ヒト大腸癌細胞におけるDNA損傷および修復病巣の免疫蛍光イメージング

Published: June 09, 2020
doi:
10.3791/61399
, , , ,
1Nuclear Facilities Operations Department,National Centre for Nuclear Research, Sołtana 7, 05-400 Otwock, Poland

Summary

ホウ素中性子捕捉療法(BNCT)に用いられる中性子混合ビームによる放射線誘発DNA損傷応答は完全には確立されていない。このプロトコルは、中性子混合ビームを照射した後のヒト大腸癌細胞株における免疫蛍光染色による修復タンパク質の放射線誘発病巣(RIF)を検出するためのステップバイステップの手順を提供する。

Abstract

本稿の目的は、ホウ素中性子捕捉療法(BNCT)で用いられる中性子ガンマの混合ビームによって誘導される放射線誘発DNA損傷応答を研究するための免疫蛍光顕微鏡を実施するためのステップバイステップのプロトコルを提供することにある。具体的には、DNA二本鎖切断(DNA-DSB)に特異的な抗体を用いて病巣として可視化できる、修復タンパク質活性化の検出に提案された方法論が適用される。DNA修復病巣は、中性子混合ビームを照射した後の大腸癌細胞(HCT-116)における免疫蛍光によって評価した。DNA-DSBは最も遺伝子毒性の病変であり、哺乳類細胞では、非相同のエンド結合経路(NHEJ)および相同組換え修復(HRR)の2つの主要経路によって修復される。γ-H2AXのような放射線生物学で一般的に使用されるマーカーについては、病巣の周波数は、免疫化学的染色、53BP1はDNA-DSB数に関連しており、DNA-DSBの誘導および修復を監視するための効率的で敏感なマーカーと考えられている。γ-H2AX病巣が修復タンパク質を引き付け、DSB付近の修復因子の濃度が高いことが確立されました。細胞レベルでのDNA損傷をモニタリングするために、NHEJ経路からのDNA-PKcs代表的な修復タンパク質病巣およびHRR経路からのRad52の存在に対する免疫蛍光分析が計画された。NHEJおよびHRR経路からの修復因子に特異的な抗体を用いた放射線誘発DNA損傷応答の検出および放射線誘発病巣(RIF)の観察のための信頼できる免疫蛍光染色プロトコルを開発し、導入しました。提案された方法論は、中性子混合ビーム放射の場合に高度に活性化される修復タンパク質の調査に使用することができ、それによって修復経路の優位性を示す。

Introduction

ホウ素中性子捕捉療法(BNCT)で使用される中性子混合ビームにより活性化された放射線によるDNA損傷応答は完全には決定されていない。このプロトコルは、免疫蛍光染色による修復タンパク質の放射線誘発病巣(RIF)の検出を、例えば、中性子混合ビームで照射した後のヒト大腸癌細胞株において、ステップバイステップの手順を提供する。

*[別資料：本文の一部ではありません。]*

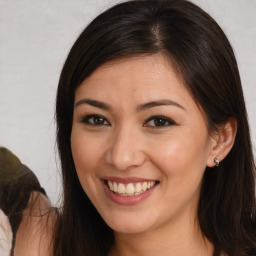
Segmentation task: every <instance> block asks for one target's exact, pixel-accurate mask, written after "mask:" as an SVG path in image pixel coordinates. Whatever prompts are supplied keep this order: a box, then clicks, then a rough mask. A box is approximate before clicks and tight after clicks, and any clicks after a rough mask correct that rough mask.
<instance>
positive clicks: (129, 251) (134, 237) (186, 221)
mask: <svg viewBox="0 0 256 256" xmlns="http://www.w3.org/2000/svg"><path fill="white" fill-rule="evenodd" d="M130 255H139V256H155V255H159V256H170V255H171V256H212V255H213V245H212V244H211V243H210V242H209V241H208V240H207V239H206V238H205V237H204V236H203V234H202V232H201V230H200V228H199V224H198V221H197V218H194V217H192V216H191V215H190V216H189V217H188V216H187V215H186V216H179V219H178V220H176V221H173V222H171V223H169V224H168V225H166V224H165V225H163V226H162V227H159V228H157V229H154V230H153V229H152V230H148V231H146V232H143V233H139V234H122V233H115V245H114V246H113V248H112V251H111V252H110V254H109V256H130Z"/></svg>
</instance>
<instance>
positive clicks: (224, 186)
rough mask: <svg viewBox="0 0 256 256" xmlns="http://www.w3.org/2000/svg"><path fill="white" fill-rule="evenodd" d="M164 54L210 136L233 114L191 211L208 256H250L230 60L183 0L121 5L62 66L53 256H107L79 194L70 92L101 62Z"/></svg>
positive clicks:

電離放射線(IR)は、DNA二本鎖の破断が最も遺伝子毒性のDNA病変であるDNA損傷(DNA-DSB、DNA-SSB、DNA塩基損傷)の多くの異なるタイプを誘導する。修復されていない休憩は細胞死を引き起こす可能性があり、誤って修復された休憩は染色体の再配置、突然変異、決定的な遺伝情報の喪失の確率を高める。DSBに応答する損傷応答経路には、非相同端結合(NHEJ)のようなDNA修復経路、Ku 70/80、DNA-PKcs、Xrcc4、およびDNAリガーゼIVを主要因子22、3、4、5、63,4,5,6として必要とするメカニズムが含まれる。哺乳類では、第2の主なDNA修復経路は、重要な構成要素を必要とする相同組換え修復(HRR)経路である – Rad52エピスタシス遺伝子ファミリー – Rad51、Rad52、Rad54、Rad55、Rad57およびRad587。Rad51とRad54は、真核生物の複製ストレスやDNA切断に関連する修復メカニズムに関与する重要なヒト再結合因子です。興味深いことに、HRR経路のダウンレギュレーションは、ゲノム安定性8に対するHR経路の関連性を指し示す誤差を起こしやすいNHEJ経路を増強することが観察された。

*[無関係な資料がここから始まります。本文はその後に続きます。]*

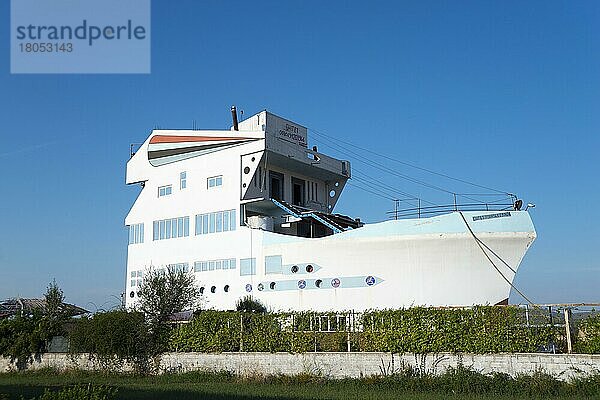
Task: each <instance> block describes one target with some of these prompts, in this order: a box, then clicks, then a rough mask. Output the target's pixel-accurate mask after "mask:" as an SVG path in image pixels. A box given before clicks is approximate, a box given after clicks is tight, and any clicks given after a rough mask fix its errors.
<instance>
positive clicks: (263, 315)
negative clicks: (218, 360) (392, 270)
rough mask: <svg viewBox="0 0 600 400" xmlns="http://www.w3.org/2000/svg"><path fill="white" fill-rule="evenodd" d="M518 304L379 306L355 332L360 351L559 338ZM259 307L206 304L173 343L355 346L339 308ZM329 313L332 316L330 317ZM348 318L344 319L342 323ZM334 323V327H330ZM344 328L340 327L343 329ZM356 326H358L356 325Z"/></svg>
mask: <svg viewBox="0 0 600 400" xmlns="http://www.w3.org/2000/svg"><path fill="white" fill-rule="evenodd" d="M519 312H520V310H519V309H518V308H516V307H487V306H485V307H484V306H482V307H474V308H472V309H434V308H422V307H414V308H409V309H402V310H384V311H371V312H366V313H363V314H362V318H361V320H360V321H358V324H359V325H362V332H350V348H351V350H352V351H385V352H391V353H406V352H411V353H419V354H424V353H439V352H468V353H479V354H481V353H499V352H535V351H537V349H538V348H539V347H540V346H541V345H545V344H547V343H548V342H556V332H555V329H554V328H552V327H551V326H549V325H548V324H544V323H540V324H537V326H536V327H528V326H526V324H524V323H523V321H521V320H520V317H521V316H520V314H519ZM318 317H319V314H315V313H311V312H300V313H294V314H285V313H282V314H272V313H271V314H256V313H240V312H221V311H204V312H201V313H199V314H198V315H197V316H196V317H195V318H194V319H193V320H192V322H191V323H189V324H187V325H185V326H182V327H180V328H178V329H176V330H174V331H173V332H172V334H171V340H170V348H171V350H173V351H196V352H229V351H267V352H276V351H287V352H306V351H347V347H348V332H347V330H346V329H348V328H350V327H347V326H345V324H346V323H347V322H346V320H345V319H343V318H342V319H337V318H335V315H334V314H329V315H325V316H321V317H322V319H321V320H320V321H321V322H322V323H325V325H322V324H319V318H318ZM323 321H327V322H323ZM338 324H340V326H338ZM321 329H322V330H325V329H327V330H332V331H334V332H322V331H321ZM336 330H337V332H336ZM350 330H351V329H350Z"/></svg>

DSBs形成の第一段階は、PI3キナーゼファミリー77,88から運動失調性血管拡張症変異キナーゼ(ATM)によるSer-139におけるγ-H2AXヒストンのリン酸化である。興味深いことに、H2AXリン酸化は、リン酸化H2AX6に特異的な抗体を用いた病巣(γ-H2AX病巣)としての蛍光免疫技術によって容易に可視化することができる。6DSBとγ-H2AX病巣の数には1:1の関係があり、したがって、DSBマーカーであるγ-H2AX,は、病巣形成、サイズ、および量,,6、7、8、9、10、117の特性を通じて広範囲に研究されている。10,11689γ-H2AX病巣の形成は、53BP1(p53結合タンパク質1)、MDC1(DNA損傷チェックポイントのメディエーター)、BRCA1、Mre11/Rad50/Nbs1、PARP-1、および他の多くの修復因子などのDNA損傷応答(DDR)タンパク質およびクロマチン修飾因子の募集および蓄積につながる。これらのタンパク質はすべて、直接または間接結合1、11、12,11を介してγ-H2AX12共に局地化する。

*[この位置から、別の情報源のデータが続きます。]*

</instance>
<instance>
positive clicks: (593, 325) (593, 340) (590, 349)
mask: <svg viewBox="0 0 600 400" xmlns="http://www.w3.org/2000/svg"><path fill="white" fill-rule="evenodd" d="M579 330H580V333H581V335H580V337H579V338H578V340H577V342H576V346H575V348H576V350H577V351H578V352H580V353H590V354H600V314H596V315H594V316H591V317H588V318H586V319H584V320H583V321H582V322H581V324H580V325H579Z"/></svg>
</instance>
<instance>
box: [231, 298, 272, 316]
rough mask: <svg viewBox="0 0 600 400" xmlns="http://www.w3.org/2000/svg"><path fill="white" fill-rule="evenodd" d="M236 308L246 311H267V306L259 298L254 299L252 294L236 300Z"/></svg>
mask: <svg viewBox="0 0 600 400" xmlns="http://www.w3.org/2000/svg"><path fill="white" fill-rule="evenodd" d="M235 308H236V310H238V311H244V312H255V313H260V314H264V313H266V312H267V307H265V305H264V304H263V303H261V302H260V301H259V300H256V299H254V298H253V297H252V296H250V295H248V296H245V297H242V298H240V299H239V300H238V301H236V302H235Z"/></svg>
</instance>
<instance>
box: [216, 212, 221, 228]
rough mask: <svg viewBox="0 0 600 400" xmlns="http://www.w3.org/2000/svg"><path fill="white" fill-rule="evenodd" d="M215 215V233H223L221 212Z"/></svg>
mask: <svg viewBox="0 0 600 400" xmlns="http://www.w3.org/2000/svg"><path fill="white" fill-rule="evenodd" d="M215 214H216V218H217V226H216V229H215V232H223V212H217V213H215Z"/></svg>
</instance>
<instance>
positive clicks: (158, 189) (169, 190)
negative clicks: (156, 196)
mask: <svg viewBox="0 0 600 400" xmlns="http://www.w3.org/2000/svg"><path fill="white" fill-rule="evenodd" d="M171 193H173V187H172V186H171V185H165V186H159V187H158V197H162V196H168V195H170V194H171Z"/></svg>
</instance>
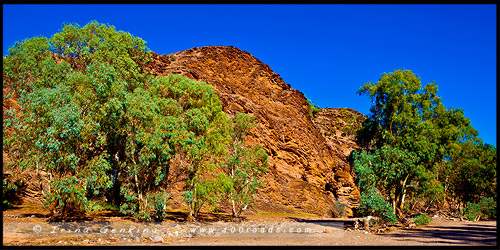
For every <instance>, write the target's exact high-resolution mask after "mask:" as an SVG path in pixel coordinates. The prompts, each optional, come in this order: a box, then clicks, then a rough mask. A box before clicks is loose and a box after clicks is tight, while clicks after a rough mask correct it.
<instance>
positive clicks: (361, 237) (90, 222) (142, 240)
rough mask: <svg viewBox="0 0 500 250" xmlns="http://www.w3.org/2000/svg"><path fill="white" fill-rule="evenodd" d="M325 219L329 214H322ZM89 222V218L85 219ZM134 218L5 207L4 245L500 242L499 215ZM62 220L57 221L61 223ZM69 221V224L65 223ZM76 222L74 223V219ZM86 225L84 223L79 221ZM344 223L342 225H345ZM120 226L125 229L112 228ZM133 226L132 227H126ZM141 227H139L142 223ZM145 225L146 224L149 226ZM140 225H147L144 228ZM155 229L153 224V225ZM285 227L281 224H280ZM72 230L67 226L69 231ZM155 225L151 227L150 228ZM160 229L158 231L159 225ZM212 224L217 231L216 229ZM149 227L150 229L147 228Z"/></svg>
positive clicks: (332, 244)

DNA損傷を検出し、適切な敏感なテストで修復することが重要であり、したがって、より注意が高い精度の技術13の開発に支払われます。DNA損傷および修復研究の文脈において、方法論はゲノムDNA損傷の敏感検出、損傷カテゴリーの記述、およびDNA損傷および修復機構の定量化13にとって極めて重要である。DNAを損傷した単一細胞を検出するために、彗星アッセイは、放射線生物学的研究14で一般的に使用される。他の利用可能な細胞遺伝学的方法は、二心、転位、アセントリックフラグメント、環状、クロマチド型収差、および微小染色体損傷(Mn)を含む染色体収差を認識する。放射線生物学で最も頻繁に使用される方法は、特に生物学的線量測定において、放射線15に対するその高い特異性による二心染色体アッセイである。例えば、古典的な分子法であるPCRは、検出されたDNA損傷の種類を認識できない。この場合、免疫学的方法は、抗原と抗体の間に特異的な反応があるため、感度レベルを通過する。免疫蛍光イメージングは、電離放射線16のようなDNA損傷剤に応答して、異なる病巣中の異なるタンパク質の出現に関する視覚的証拠を提供する。しかし、dna損傷応答17の関連においてさらなる分子研究のための適切な定量的方法であるリアルタイムPCRにより、損傷および修復タンパク質のmRNAレベルの活性化レベルを容易に検出できる。

γ-H2AX病巣が修復因子18を引き付けることを考慮し、細胞レベルでのDNA損傷および修復を監視するために、HRR経路からのNHEJ経路(DNA-PKcs)およびRad52からの代表的な修復タンパク質病巣の分析に基づいて、信頼性の高い免疫蛍光染色法を開発した。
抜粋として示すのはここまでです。